Maybe you like the famous quotes about needing to give 110% or living each day like it was your last (although why would I spend my last day on earth at the gym?) or Philippians 4:13 or “a year from now you’ll wish you had started today” or “that which doesn’t kill me makes me stronger” (thank you Nietzsche and Kelly Clarkson) or “I’m gonna show you how great I am”.. or something to the tune of Eye of the Tiger.
Maybe the big flashy quotes don’t do it for you and you go for more mundane things like: “I need to look super hot in July” or “if you run faster then you’ll be able to lie on the living room floor for 5 minutes” or “True happiness is not found in cupcakes” (which I’m still not 100% convinced is true).
Or maybe the workout is taking everything out of you and you can only manage to grunt a few key words, primate style: “Hot” or “Stronger” or “Poison” or “No” or “MUSCLES!!!”

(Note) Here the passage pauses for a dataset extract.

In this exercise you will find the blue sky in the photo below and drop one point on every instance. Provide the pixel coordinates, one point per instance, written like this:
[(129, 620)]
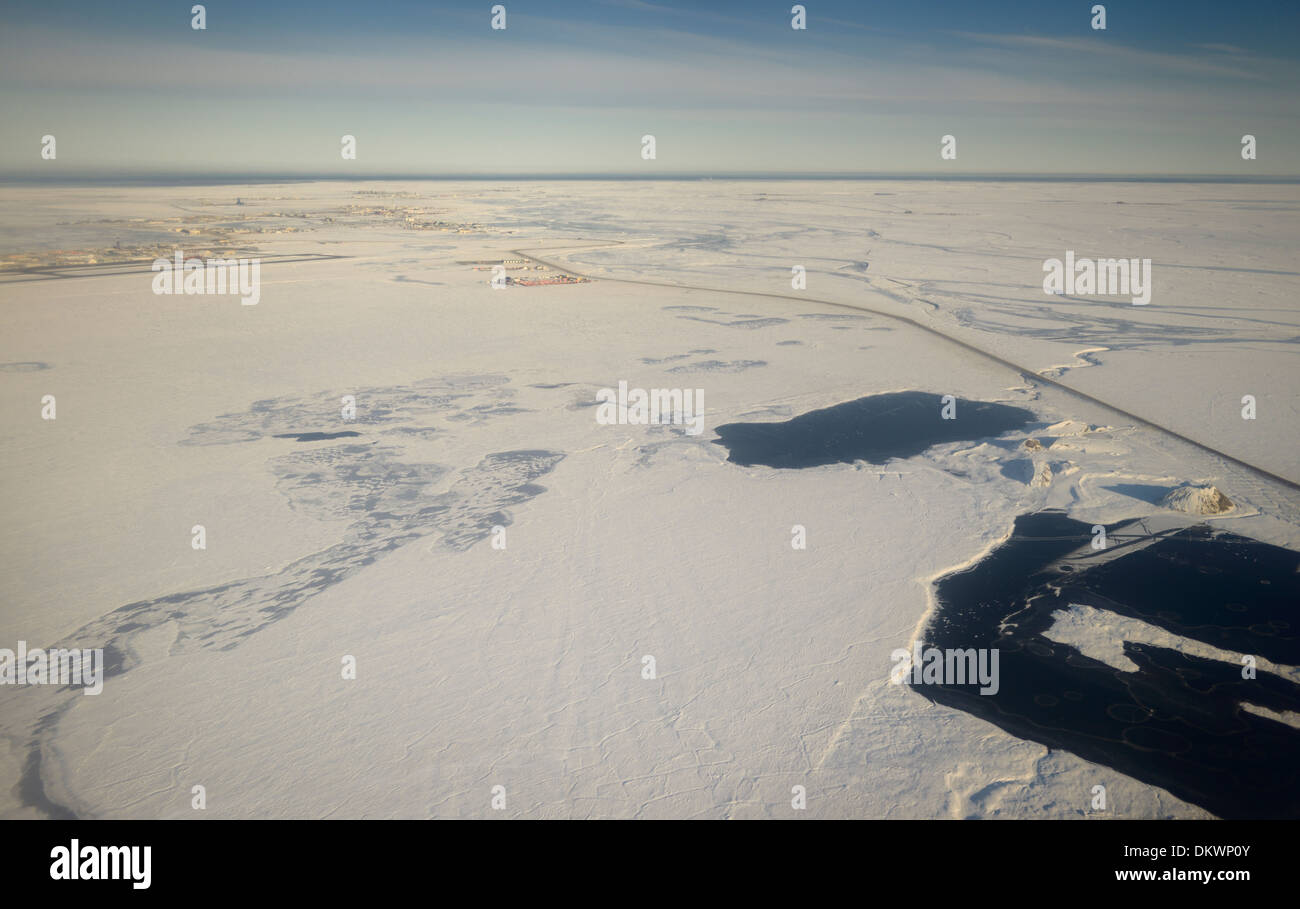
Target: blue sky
[(1026, 86)]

Whatever is going on with you and your workouts and/or food choices.. it’s highly helpful to fill your head with thoughts that get you through the struggles and temptations and back to the good place… the land of 1% semi-skimmed milk and raw honey.
Maybe you are the more abusive type who likes to call yourself a Fatty McLardass as you huff and puff around the block or maybe you take the more loving approach and tell yourself that you’re just running bravely down the path toward Beautiful.. whatever it is.. it’s important what you are.. what I am…what we are telling ourselves. I do believe that a large part of our success depends upon it.
So write a script. Tailor it to fit your needs. You know when you’re at your weakest and you know what you need to hear. Write it down somewhere, memorise it and one day you’ll be happy to have such nice or harsh or “abusive” or “motivational” or just downright inspirational and healthy things popping into your pretty little head.
“Clarity comes to me like this: I need to be living my life in such a way that if I knew my expiration date, I would continue living, just as I am […] I want my normal life to sparkle with the allure of the ordinary and speak to me, just the way it is.” – Kristin Armstrong
“People get from books that idea that if you have married the right person you may expect to go on ‘being in love’ for ever. As a result, when they find they are not, they think this proves they have made a mistake and are entitled for a change – not realising that, when they have changed, the glamour will presently go out of the new love just as it went out of the old one. In this department of life, as in every other, thrills come at the beginning and do not last. The sort of thrill a boy has at the first idea of flying will not go on when he is really learning to fly. The thrill you feel on first seeing some delightful place dies away when you really go to live there. Does this mean it would be better not to learn to fly and not to live in the beautiful place? By no means. In both cases, if you go through with it, the dying away of the first thrill will be compensated for by a quieter and more lasting kind of interest. What is more (and I can hardly find words to tell you how important I think this), it is just the people who are ready to submit to the loss of the thrill and settle down to the sober interest, who are then most likely to meet new thrills in some quite different direction. The man who has learned to fly will suddenly discover music; the man who has settled down to live in the beauty spot will discover gardening.”- C.S. Lewis
As someone who is daydreaming about different spaces and places while consistently trying to seek contentment in my circumstances yet always looking for the next thing to get excited about (an iMac maybe?), I find the idea of submitting to the loss of the thrill and just calming down… is an excellent approach to life.